#  >  > Living And Legal Affairs In Thailand >  >  > Learn Thai Language >  >  ABC school in Pattaya : is it reliable ?

## wefearourdespot

I am thinking to attend their 180 hours / 1 year package to get the ED visa.
But before forking out 25,000 baht for that, considering the risk of fraud like happened in Phuket , I wanted to know if someone here has ever used their services and if they are reliable.
It seems to me to remember they have been around for many years , but I am not sure of that. Do you remember how long ago they established ?
Also, do you know if the Immigration can deny your visa application ?

----------


## dirtydog

Is that the one on the road between Pattaya and Jomtien?

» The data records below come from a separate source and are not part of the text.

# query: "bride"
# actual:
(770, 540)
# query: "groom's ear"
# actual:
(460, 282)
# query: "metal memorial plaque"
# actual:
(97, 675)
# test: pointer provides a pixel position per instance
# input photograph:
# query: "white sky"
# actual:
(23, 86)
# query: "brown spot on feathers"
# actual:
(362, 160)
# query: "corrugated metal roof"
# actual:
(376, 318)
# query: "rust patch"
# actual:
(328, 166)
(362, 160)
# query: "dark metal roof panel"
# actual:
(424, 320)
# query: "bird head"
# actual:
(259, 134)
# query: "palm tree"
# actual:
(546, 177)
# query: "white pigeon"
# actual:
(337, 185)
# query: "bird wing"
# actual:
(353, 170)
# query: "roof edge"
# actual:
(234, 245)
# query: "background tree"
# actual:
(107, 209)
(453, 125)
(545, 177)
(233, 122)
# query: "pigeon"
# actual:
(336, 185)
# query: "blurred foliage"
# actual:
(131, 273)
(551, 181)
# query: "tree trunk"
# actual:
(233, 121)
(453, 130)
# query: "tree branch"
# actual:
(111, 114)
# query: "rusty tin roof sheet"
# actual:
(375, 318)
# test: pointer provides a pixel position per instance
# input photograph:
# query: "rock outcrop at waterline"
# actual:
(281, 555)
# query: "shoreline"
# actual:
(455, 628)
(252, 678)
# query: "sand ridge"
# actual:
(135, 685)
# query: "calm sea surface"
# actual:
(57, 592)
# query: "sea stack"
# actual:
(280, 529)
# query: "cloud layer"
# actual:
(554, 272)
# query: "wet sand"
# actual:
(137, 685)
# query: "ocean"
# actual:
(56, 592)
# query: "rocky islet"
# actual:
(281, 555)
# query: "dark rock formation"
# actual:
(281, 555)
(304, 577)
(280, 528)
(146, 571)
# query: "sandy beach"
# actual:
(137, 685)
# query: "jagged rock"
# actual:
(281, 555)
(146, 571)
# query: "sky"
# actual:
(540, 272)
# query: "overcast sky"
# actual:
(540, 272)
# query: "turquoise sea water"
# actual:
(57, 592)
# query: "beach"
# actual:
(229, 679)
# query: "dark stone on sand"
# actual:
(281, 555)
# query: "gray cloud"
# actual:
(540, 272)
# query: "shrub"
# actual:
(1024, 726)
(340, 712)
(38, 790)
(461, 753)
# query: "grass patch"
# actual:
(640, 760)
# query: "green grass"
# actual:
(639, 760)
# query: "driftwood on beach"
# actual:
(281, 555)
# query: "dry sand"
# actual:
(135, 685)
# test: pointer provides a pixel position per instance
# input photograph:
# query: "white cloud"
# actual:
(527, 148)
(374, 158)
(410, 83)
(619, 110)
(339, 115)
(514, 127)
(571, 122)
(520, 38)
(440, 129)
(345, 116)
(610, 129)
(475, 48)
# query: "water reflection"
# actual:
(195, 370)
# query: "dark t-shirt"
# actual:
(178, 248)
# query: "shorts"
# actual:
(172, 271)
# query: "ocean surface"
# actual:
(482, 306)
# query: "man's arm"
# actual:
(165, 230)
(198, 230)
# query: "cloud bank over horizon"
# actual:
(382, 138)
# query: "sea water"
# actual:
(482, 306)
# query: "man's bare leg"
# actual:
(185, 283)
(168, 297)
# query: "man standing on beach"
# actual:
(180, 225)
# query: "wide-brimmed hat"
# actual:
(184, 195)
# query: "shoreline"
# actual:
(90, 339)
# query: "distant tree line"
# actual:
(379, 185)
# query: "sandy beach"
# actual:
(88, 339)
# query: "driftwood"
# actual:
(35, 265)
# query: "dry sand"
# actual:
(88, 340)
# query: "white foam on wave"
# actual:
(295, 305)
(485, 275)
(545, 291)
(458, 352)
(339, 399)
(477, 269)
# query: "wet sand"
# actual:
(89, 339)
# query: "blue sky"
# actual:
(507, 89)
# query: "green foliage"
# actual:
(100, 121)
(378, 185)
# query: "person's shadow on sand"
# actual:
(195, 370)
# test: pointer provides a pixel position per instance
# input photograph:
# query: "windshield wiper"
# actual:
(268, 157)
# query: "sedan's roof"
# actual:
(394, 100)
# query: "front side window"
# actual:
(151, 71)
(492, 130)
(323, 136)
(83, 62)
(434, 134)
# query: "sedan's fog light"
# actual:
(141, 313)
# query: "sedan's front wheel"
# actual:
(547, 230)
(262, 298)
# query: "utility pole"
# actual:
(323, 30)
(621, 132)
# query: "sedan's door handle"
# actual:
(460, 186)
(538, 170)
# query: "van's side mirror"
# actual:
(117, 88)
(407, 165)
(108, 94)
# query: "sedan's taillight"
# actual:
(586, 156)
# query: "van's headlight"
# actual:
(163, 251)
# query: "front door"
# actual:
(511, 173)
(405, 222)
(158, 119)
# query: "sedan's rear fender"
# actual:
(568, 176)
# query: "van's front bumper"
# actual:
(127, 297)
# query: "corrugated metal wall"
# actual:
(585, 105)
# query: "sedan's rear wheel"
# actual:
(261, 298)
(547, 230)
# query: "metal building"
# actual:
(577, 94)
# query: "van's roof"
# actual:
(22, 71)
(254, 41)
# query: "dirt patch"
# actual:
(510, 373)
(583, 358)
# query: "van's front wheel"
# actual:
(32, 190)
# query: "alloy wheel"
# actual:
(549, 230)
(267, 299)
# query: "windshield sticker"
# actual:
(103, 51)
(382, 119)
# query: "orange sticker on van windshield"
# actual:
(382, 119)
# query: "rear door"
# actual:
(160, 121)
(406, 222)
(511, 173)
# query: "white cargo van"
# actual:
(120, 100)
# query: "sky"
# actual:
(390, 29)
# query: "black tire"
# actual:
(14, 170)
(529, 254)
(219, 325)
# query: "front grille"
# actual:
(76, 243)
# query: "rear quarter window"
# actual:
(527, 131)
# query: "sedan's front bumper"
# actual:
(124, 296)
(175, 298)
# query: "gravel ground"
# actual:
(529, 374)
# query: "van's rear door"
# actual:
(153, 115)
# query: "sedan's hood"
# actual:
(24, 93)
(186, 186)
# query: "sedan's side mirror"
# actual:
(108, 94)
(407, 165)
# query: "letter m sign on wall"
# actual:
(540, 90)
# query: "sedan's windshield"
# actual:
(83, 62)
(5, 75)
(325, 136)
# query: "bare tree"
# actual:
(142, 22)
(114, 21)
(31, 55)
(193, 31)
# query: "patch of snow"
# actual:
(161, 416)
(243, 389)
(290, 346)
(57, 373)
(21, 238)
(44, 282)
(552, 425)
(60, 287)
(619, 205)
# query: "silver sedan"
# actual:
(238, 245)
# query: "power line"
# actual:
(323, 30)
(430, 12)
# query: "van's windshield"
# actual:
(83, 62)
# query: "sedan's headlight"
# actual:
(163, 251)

If so they have been there about 2 years.

----------


## wefearourdespot

yes it's that one, but they have also another office in Naklua

----------


## Angela2011

ABC has many branches all over the country like 7/11

----------


## flowerpatch225

I also know that ABC has many branches all over the country like 7/11 because i see it when i find it

----------


## joepattaya

> Is that the one on the road between Pattaya and Jomtien? If so they have been there about 2 years.


That's EASY ABC Language Center (now school)

ABC used to be a language center (based in South Pattaya, Soi VC)

As far as I know, Easy ABC is a reliable partner in languages and cooking courses and they offer ED-visa assistance as long as the Thai Ministry of Education and the Thai Immigration accepts them as a 'school' with their curriculum. 
They DO NOT provide ED-visa........only the Ministry of Foreign Affairs is allowed to do so.

----------